特に女性は男性のように簡単には用を足すことができません。生理の機会に重なってしまうと、こまめにトイレに行って衛生環境を保っていないと、感染症のリスクなどが高まってしまいます。そのためにも女性の視点を大事にしながら、トイレの設置整備を進めていただきたいと切に願っています。
藤森祥平キャスター:
トイレの数を増やしても、それをいかに綺麗に使い回せるかが問題です。そこまで徹底しないと感染症対策の効果が発揮できないという点を現場ではかなり強調していました。

とにかく被災地の環境を改善しなければならない状況です。
【災害関連死者】
・熊本地震:避難者約18万人 災害関連死者218人
・東日本大震災:避難者約47万人 災害関連死者3794人
・令和6年能登半島地震:避難者約3万4千人 災害関連死者8人
関西大学 奥村与志弘教授は「8人は多い。この避難者数なら環境悪化も防げるはず。被災者を取り巻く環境が相当深刻な状況」だと言います。
小川キャスター:
こうした中でも関連死を防いでいかなければなりません。伊沢さんは被災地の状況についてどのように感じていますか?

伊沢拓司さん:
もちろんトイレ不足という、ハード面の問題もありますが、ソフト面で、もう少し力を入れられる部分があるのではないかと思います。

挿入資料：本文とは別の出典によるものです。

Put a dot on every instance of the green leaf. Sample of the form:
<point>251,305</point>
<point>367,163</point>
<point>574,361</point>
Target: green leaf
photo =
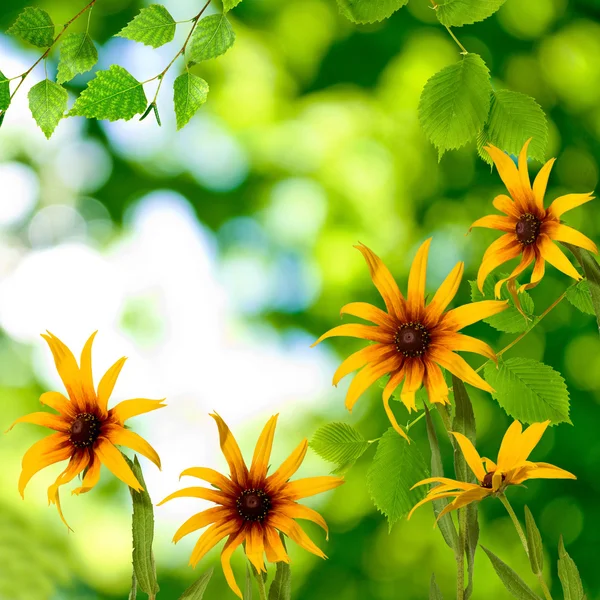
<point>445,524</point>
<point>77,55</point>
<point>569,575</point>
<point>48,103</point>
<point>397,466</point>
<point>512,582</point>
<point>513,119</point>
<point>152,26</point>
<point>455,103</point>
<point>35,26</point>
<point>534,543</point>
<point>529,391</point>
<point>113,94</point>
<point>213,36</point>
<point>456,13</point>
<point>197,589</point>
<point>509,320</point>
<point>339,443</point>
<point>143,534</point>
<point>369,11</point>
<point>189,94</point>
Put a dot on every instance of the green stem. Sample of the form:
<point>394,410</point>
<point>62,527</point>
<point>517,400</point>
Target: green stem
<point>523,538</point>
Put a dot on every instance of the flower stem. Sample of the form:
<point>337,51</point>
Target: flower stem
<point>523,538</point>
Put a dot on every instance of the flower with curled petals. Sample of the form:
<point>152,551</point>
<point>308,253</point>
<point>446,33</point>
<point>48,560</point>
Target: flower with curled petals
<point>413,339</point>
<point>530,230</point>
<point>511,468</point>
<point>87,431</point>
<point>251,505</point>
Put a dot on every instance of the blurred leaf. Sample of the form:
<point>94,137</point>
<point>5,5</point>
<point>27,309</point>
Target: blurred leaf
<point>189,94</point>
<point>455,13</point>
<point>113,94</point>
<point>369,11</point>
<point>569,575</point>
<point>77,55</point>
<point>153,26</point>
<point>455,103</point>
<point>197,589</point>
<point>339,443</point>
<point>509,320</point>
<point>35,26</point>
<point>529,391</point>
<point>48,103</point>
<point>397,466</point>
<point>534,543</point>
<point>512,582</point>
<point>513,119</point>
<point>213,36</point>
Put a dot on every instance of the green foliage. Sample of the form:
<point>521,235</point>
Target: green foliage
<point>369,11</point>
<point>397,466</point>
<point>339,443</point>
<point>35,26</point>
<point>152,26</point>
<point>197,589</point>
<point>529,391</point>
<point>113,94</point>
<point>213,36</point>
<point>48,103</point>
<point>455,13</point>
<point>77,55</point>
<point>513,119</point>
<point>534,543</point>
<point>455,103</point>
<point>509,320</point>
<point>569,575</point>
<point>512,582</point>
<point>189,94</point>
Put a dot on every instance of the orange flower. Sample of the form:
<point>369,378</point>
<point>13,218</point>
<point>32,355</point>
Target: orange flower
<point>251,506</point>
<point>529,228</point>
<point>86,431</point>
<point>412,339</point>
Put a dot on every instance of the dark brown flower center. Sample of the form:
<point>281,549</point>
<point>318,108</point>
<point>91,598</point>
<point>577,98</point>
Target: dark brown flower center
<point>253,505</point>
<point>527,229</point>
<point>412,339</point>
<point>84,430</point>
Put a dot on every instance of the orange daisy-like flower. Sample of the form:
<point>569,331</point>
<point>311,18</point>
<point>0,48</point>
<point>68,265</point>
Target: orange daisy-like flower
<point>412,339</point>
<point>86,431</point>
<point>530,230</point>
<point>252,506</point>
<point>512,468</point>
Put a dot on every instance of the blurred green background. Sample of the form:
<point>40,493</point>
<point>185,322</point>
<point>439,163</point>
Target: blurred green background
<point>214,256</point>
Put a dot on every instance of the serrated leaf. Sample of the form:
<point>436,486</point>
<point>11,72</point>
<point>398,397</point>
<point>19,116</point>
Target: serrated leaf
<point>529,391</point>
<point>509,320</point>
<point>197,589</point>
<point>512,120</point>
<point>396,467</point>
<point>113,94</point>
<point>143,533</point>
<point>213,36</point>
<point>35,26</point>
<point>189,94</point>
<point>48,103</point>
<point>369,11</point>
<point>456,13</point>
<point>569,575</point>
<point>512,582</point>
<point>534,543</point>
<point>77,55</point>
<point>153,26</point>
<point>339,443</point>
<point>455,103</point>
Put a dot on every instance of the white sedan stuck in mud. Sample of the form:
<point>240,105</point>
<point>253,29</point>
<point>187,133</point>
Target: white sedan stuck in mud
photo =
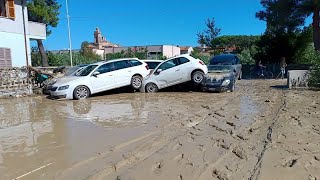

やはり人手不足ですね。ボランティアコーディネーターが、うまくボランティアをコントロールする、メンタルヘルスケアの専門家にその場についてもらうなどですね。
あとは自治体の災害専門家を育てるといった、平時からの備えも、日本は少し足りてない部分ですよね。東日本大震災のときも予算のほとんどがハード面に使われていて、人を育てたり、人のケアをするところになかなかお金が回らなかったという問題がありました。今後はそのような部分が必要なのかなと思います。